Thompson S E, Cavitt J, Audus K L
Department of Pharmaceutical Chemistry, School of Pharmacy, University of Kansas, Lawrence 66045-2504.
J Cardiovasc Pharmacol. 1994 Nov;24(5):818-25. doi: 10.1097/00005344-199424050-00018.
Leucine enkephalin (YGGFL) effects on markers for transcellular and paracellular permeation across the blood-brain barrier (BBB) were investigated in vitro with bovine brain microvessel endothelial cell (BMEC) monolayers in primary culture. Intact YGGFL, but not metabolites of YGGFL, stimulated BMEC uptake of lucifer yellow (LY), a marker for fluid-phase endocytosis, in a concentration-dependent manner. However, D-[Ala2]-leucine enkephalin (YAGFL), a YGGFL analogue that altered BMEC monolayer permeability, had no effect on LY uptake. In part, these results suggested that YGGFL's effects on fluid-phase uptake might not relate directly to enhanced BMEC transcellular permeability in the presence of the peptide. The measurement of the fluorescence anisotropy of membrane-bound diphenyl-hexatriene probes did not show substantial peptide-induced changes in membrane lipid packing order (i.e., membrane fluidity) and indicated a limited role for membrane perturbations in YGGFL-induced changes in BMEC monolayer permeability. Conversely, the apparent permeability coefficients showed size-dependent YGGL-induced alterations for passage of membrane-impermeant substances across BMEC monolayers. The apparent permeability coefficients of low-molecular-weight (low-mol-wt) molecules (mannitol, sucrose, and fluorescein) were increased on exposure to YGGFL. The apparent permeability coefficients for high-mol-wt molecules, FITC dextran conjugates (4, 20, and 71.6 Kd), were not affected by exposure to YGGFL. Transmission electron micrographs of lanthanum (Stoke's radius, 10 A) exclusion from BMEC intercellular junctions supported these observations. Collectively, results from this study suggest that YGGFL enhanced BMEC permeability either by altering paracellular openings or through formation of a small pore in the monolayers to allow preferential penetration of low-mol-wt or small molecular size (< 10 A) substances.

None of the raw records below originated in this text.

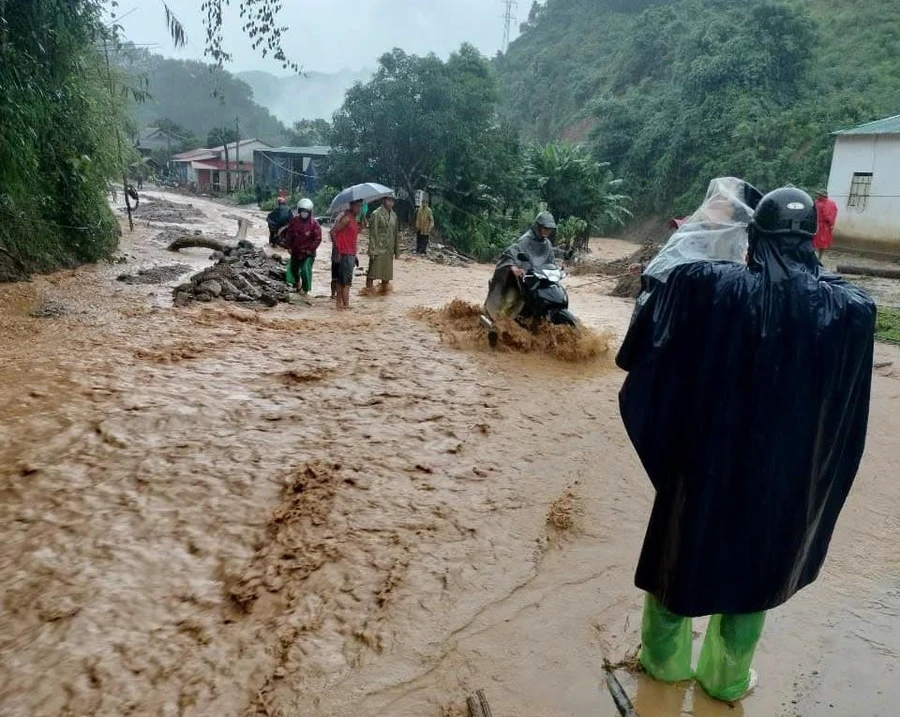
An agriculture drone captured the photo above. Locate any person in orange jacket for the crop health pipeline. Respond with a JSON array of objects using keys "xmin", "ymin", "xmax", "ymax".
[{"xmin": 813, "ymin": 189, "xmax": 837, "ymax": 261}]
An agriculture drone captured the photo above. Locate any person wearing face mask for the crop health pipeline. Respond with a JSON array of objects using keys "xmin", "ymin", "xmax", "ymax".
[{"xmin": 285, "ymin": 199, "xmax": 322, "ymax": 296}]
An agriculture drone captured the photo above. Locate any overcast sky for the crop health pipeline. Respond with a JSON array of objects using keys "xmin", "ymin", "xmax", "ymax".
[{"xmin": 119, "ymin": 0, "xmax": 530, "ymax": 74}]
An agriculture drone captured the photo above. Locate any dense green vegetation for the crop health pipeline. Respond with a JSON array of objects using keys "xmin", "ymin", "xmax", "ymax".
[
  {"xmin": 116, "ymin": 46, "xmax": 288, "ymax": 145},
  {"xmin": 496, "ymin": 0, "xmax": 900, "ymax": 213},
  {"xmin": 0, "ymin": 0, "xmax": 130, "ymax": 280},
  {"xmin": 875, "ymin": 306, "xmax": 900, "ymax": 344},
  {"xmin": 329, "ymin": 45, "xmax": 624, "ymax": 258}
]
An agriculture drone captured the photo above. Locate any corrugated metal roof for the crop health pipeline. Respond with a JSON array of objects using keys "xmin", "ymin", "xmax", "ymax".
[
  {"xmin": 255, "ymin": 145, "xmax": 331, "ymax": 157},
  {"xmin": 834, "ymin": 115, "xmax": 900, "ymax": 135}
]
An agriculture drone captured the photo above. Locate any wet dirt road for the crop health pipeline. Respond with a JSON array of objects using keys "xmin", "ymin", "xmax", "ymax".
[{"xmin": 0, "ymin": 196, "xmax": 900, "ymax": 717}]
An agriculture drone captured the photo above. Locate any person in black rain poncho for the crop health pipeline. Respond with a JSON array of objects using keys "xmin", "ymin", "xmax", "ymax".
[{"xmin": 616, "ymin": 187, "xmax": 875, "ymax": 701}]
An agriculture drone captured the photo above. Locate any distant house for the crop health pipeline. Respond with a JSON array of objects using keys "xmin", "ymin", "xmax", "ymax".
[
  {"xmin": 828, "ymin": 115, "xmax": 900, "ymax": 254},
  {"xmin": 253, "ymin": 146, "xmax": 331, "ymax": 194},
  {"xmin": 169, "ymin": 139, "xmax": 271, "ymax": 192}
]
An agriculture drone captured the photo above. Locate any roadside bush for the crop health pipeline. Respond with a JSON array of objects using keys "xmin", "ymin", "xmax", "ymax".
[{"xmin": 0, "ymin": 0, "xmax": 131, "ymax": 278}]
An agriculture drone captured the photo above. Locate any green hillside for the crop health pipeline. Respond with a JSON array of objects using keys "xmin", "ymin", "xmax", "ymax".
[
  {"xmin": 496, "ymin": 0, "xmax": 900, "ymax": 213},
  {"xmin": 117, "ymin": 48, "xmax": 287, "ymax": 145}
]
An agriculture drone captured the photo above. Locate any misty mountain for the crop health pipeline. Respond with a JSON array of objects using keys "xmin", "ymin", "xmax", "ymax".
[
  {"xmin": 113, "ymin": 47, "xmax": 289, "ymax": 145},
  {"xmin": 235, "ymin": 70, "xmax": 372, "ymax": 126}
]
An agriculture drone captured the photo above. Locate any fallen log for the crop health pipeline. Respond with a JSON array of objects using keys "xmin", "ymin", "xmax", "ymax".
[
  {"xmin": 466, "ymin": 690, "xmax": 493, "ymax": 717},
  {"xmin": 169, "ymin": 236, "xmax": 234, "ymax": 254},
  {"xmin": 838, "ymin": 264, "xmax": 900, "ymax": 279},
  {"xmin": 605, "ymin": 667, "xmax": 638, "ymax": 717}
]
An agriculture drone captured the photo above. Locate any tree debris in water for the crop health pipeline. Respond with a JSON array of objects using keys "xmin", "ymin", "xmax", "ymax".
[
  {"xmin": 116, "ymin": 264, "xmax": 192, "ymax": 284},
  {"xmin": 413, "ymin": 299, "xmax": 613, "ymax": 363},
  {"xmin": 173, "ymin": 240, "xmax": 289, "ymax": 306}
]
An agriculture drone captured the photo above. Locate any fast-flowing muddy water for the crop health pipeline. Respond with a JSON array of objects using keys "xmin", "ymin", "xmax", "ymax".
[{"xmin": 0, "ymin": 195, "xmax": 900, "ymax": 717}]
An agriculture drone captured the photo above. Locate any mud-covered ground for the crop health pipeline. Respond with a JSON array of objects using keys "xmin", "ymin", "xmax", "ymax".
[{"xmin": 0, "ymin": 194, "xmax": 900, "ymax": 717}]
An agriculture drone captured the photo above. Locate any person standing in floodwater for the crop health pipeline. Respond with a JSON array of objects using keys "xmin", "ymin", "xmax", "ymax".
[
  {"xmin": 366, "ymin": 195, "xmax": 400, "ymax": 292},
  {"xmin": 813, "ymin": 189, "xmax": 838, "ymax": 261},
  {"xmin": 616, "ymin": 187, "xmax": 876, "ymax": 701},
  {"xmin": 285, "ymin": 199, "xmax": 322, "ymax": 296},
  {"xmin": 331, "ymin": 201, "xmax": 362, "ymax": 309}
]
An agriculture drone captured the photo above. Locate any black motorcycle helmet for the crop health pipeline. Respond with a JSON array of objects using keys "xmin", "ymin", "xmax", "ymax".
[{"xmin": 751, "ymin": 187, "xmax": 819, "ymax": 238}]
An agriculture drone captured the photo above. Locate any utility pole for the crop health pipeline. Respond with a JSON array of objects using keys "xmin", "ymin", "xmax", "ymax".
[
  {"xmin": 234, "ymin": 116, "xmax": 244, "ymax": 190},
  {"xmin": 500, "ymin": 0, "xmax": 519, "ymax": 52}
]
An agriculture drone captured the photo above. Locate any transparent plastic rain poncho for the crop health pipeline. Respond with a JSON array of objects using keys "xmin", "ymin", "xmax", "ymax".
[{"xmin": 644, "ymin": 177, "xmax": 760, "ymax": 282}]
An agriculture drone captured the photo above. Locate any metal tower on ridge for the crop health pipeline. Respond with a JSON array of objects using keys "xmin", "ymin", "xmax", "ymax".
[{"xmin": 500, "ymin": 0, "xmax": 519, "ymax": 52}]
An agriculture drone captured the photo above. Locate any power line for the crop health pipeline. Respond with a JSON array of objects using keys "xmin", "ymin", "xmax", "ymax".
[{"xmin": 500, "ymin": 0, "xmax": 519, "ymax": 52}]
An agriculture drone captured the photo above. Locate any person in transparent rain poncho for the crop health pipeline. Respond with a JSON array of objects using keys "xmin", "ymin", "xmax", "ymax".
[
  {"xmin": 641, "ymin": 177, "xmax": 762, "ymax": 289},
  {"xmin": 616, "ymin": 178, "xmax": 876, "ymax": 701}
]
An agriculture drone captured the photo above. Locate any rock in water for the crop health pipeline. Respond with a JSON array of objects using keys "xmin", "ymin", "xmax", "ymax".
[
  {"xmin": 198, "ymin": 279, "xmax": 222, "ymax": 299},
  {"xmin": 174, "ymin": 241, "xmax": 288, "ymax": 306}
]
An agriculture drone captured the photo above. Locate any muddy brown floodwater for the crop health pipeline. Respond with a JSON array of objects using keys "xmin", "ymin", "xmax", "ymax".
[{"xmin": 0, "ymin": 193, "xmax": 900, "ymax": 717}]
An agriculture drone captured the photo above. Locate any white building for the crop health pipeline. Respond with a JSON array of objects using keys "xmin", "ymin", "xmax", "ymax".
[
  {"xmin": 828, "ymin": 115, "xmax": 900, "ymax": 254},
  {"xmin": 169, "ymin": 139, "xmax": 272, "ymax": 192}
]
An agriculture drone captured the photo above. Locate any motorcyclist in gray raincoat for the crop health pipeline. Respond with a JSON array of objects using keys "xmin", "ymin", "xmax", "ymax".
[{"xmin": 485, "ymin": 212, "xmax": 557, "ymax": 317}]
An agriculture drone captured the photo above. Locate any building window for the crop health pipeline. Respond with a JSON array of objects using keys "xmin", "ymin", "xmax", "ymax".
[{"xmin": 847, "ymin": 172, "xmax": 872, "ymax": 211}]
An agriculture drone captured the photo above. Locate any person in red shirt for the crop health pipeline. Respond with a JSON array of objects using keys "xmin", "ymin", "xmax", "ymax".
[
  {"xmin": 285, "ymin": 199, "xmax": 322, "ymax": 296},
  {"xmin": 331, "ymin": 201, "xmax": 362, "ymax": 309},
  {"xmin": 813, "ymin": 189, "xmax": 837, "ymax": 261}
]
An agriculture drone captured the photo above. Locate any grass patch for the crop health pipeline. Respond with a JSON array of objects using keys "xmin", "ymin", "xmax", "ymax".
[{"xmin": 875, "ymin": 306, "xmax": 900, "ymax": 344}]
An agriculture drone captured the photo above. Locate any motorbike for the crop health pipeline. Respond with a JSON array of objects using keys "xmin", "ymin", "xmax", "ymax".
[{"xmin": 479, "ymin": 254, "xmax": 580, "ymax": 347}]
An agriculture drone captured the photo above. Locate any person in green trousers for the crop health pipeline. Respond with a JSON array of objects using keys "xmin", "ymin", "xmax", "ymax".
[
  {"xmin": 616, "ymin": 187, "xmax": 876, "ymax": 702},
  {"xmin": 285, "ymin": 199, "xmax": 322, "ymax": 295}
]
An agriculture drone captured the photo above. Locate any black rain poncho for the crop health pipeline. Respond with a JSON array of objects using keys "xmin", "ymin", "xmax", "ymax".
[{"xmin": 617, "ymin": 218, "xmax": 875, "ymax": 617}]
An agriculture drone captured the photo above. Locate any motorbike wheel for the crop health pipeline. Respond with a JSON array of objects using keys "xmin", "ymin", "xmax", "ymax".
[{"xmin": 549, "ymin": 309, "xmax": 581, "ymax": 329}]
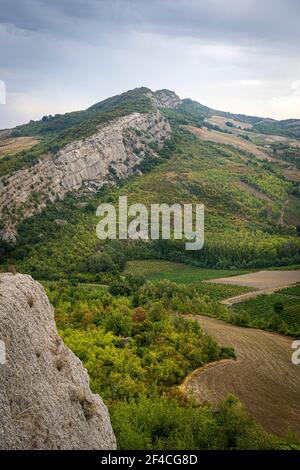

在体外,使用原代培养的牛脑微血管内皮细胞(BMEC)单层,研究了亮氨酸脑啡肽(YGGFL)对跨血脑屏障(BBB)的跨细胞和细胞旁渗透标志物的影响。完整的YGGFL,而非YGGFL的代谢产物,以浓度依赖的方式刺激BMEC摄取荧光素黄(LY),LY是液相内吞作用的标志物。然而,改变BMEC单层通透性的YGGFL类似物D-[Ala2]-亮氨酸脑啡肽(YAGFL)对LY摄取没有影响。这些结果部分表明,YGGFL对液相摄取的影响可能与肽存在时BMEC跨细胞通透性增强没有直接关系。膜结合的二苯基己三烯探针的荧光各向异性测量未显示肽诱导的膜脂堆积顺序(即膜流动性)有实质性变化,表明膜扰动在YGGFL诱导的BMEC单层通透性变化中作用有限。相反,表观渗透系数显示YGGFL诱导的膜不通透性物质跨BMEC单层通过的变化与大小有关。低分子量(低mol-wt)分子(甘露醇、蔗糖和荧光素)的表观渗透系数在暴露于YGGFL时增加。高分子量分子FITC葡聚糖缀合物(4、20和71.6 Kd)的表观渗透系数不受暴露于YGGFL的影响。镧(斯托克斯半径,10 Å)从BMEC细胞间连接排除的透射电子显微镜图像支持了这些观察结果。这项研究的结果共同表明,YGGFL通过改变细胞旁开口或在单层中形成小孔以允许低mol-wt或小分子大小(<10 Å)物质优先渗透来增强BMEC通透性。